It's not a lottery. It is a match.

Everyone calls the middle school and high school process a “lottery”. While there is a random number involved, it is really not a lottery. Calling it a lottery conjures up a linear process, probably involving a hat. Happily or not, this is way more complicated…and fascinating.

It is a matching algorithm that won the Nobel Prize in Economics in 2012. It is commonly called “the Stable Marriage algorithm” aka “the Medical School Match”. Everyone is assigned a random number, but that is not the sole determiner of placements by a long shot.

When there are more candidates with the same priority than there are seats for a specific program, then the random numbers are used as kind of a tie breaker. There can also be other factors used to rank students that don’t use the random number tie breaker. For example, a school that uses art portfolios or auditions, ranks kids by their scores based on their talent. A school that uses a test, whether it is Mark Twain, or Medgar Evers or the Specialized HS, rank the kids by the test score, not a lottery.
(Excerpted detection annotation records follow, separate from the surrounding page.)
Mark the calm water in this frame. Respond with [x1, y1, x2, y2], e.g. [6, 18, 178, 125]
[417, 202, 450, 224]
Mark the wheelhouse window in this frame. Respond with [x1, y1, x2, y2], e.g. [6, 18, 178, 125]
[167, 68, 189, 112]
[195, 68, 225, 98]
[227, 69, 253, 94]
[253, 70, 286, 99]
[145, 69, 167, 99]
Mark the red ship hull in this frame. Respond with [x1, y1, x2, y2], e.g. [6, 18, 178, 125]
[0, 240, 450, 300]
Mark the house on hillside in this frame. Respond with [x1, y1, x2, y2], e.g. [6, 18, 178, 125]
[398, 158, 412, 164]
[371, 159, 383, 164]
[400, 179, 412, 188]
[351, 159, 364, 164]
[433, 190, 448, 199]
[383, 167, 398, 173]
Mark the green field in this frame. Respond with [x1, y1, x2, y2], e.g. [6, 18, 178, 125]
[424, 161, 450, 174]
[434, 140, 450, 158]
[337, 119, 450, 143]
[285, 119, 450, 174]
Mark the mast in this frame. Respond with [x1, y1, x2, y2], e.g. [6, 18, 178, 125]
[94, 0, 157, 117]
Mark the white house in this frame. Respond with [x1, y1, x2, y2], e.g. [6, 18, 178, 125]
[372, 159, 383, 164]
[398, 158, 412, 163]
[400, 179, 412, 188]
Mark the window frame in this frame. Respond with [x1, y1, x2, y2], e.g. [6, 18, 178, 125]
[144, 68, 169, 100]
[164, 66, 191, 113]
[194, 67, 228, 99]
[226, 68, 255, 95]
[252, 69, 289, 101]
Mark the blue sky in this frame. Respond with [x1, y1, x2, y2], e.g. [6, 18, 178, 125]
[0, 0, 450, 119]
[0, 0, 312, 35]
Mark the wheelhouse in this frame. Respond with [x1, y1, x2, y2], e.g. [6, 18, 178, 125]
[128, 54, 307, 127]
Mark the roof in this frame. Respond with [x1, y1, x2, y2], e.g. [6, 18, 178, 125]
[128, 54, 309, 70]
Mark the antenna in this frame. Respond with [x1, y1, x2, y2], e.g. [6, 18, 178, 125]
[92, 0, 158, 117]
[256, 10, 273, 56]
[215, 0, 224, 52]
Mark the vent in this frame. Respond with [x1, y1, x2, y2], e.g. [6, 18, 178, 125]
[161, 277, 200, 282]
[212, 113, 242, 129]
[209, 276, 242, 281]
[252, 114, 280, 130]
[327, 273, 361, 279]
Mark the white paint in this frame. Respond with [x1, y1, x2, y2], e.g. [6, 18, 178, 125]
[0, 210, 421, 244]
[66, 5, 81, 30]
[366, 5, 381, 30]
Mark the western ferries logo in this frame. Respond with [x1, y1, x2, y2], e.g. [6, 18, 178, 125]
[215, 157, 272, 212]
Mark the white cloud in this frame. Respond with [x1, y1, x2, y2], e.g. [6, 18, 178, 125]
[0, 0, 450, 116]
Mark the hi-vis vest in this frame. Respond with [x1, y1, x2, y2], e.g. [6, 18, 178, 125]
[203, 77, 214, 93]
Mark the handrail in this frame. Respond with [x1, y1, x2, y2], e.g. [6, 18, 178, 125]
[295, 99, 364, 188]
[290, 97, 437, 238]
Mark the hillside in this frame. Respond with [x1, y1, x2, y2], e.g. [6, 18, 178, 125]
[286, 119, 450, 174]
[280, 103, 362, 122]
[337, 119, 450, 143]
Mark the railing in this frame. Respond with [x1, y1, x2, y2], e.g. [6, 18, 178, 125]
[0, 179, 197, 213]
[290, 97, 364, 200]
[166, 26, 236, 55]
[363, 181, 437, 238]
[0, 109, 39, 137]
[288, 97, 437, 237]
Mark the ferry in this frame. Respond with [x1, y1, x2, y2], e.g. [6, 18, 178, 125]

A school that has an essay as part of their admissions rubric makes the lottery WAY less important in their ranking.

Then there is the fact that there are generally 70,000. students on a grade participating in the match process. Each of those students will like different schools in different orders. Each of those schools with their different admission criteria will rank students, sometimes with the random number as a tie breaker, sometimes without regard to the random number. It is a huge sample with many different variables.

Calling it a lottery, makes it easy to feel like there are “winners” and “losers” based on that cruel number. Don’t fall for that simplistic binary thinking. Last year, in high school admissions; 74% of students got one of their top 3 choices. 74% of students in the city can’t possibly all have “good” numbers. 85% received one of their top 5 choices. 94% received one of their top 12 choices. They were able to pick their top 12 out of almost 700 programs citywide. Yes, there is a random aspect to a portion of this process, but it is not a lottery.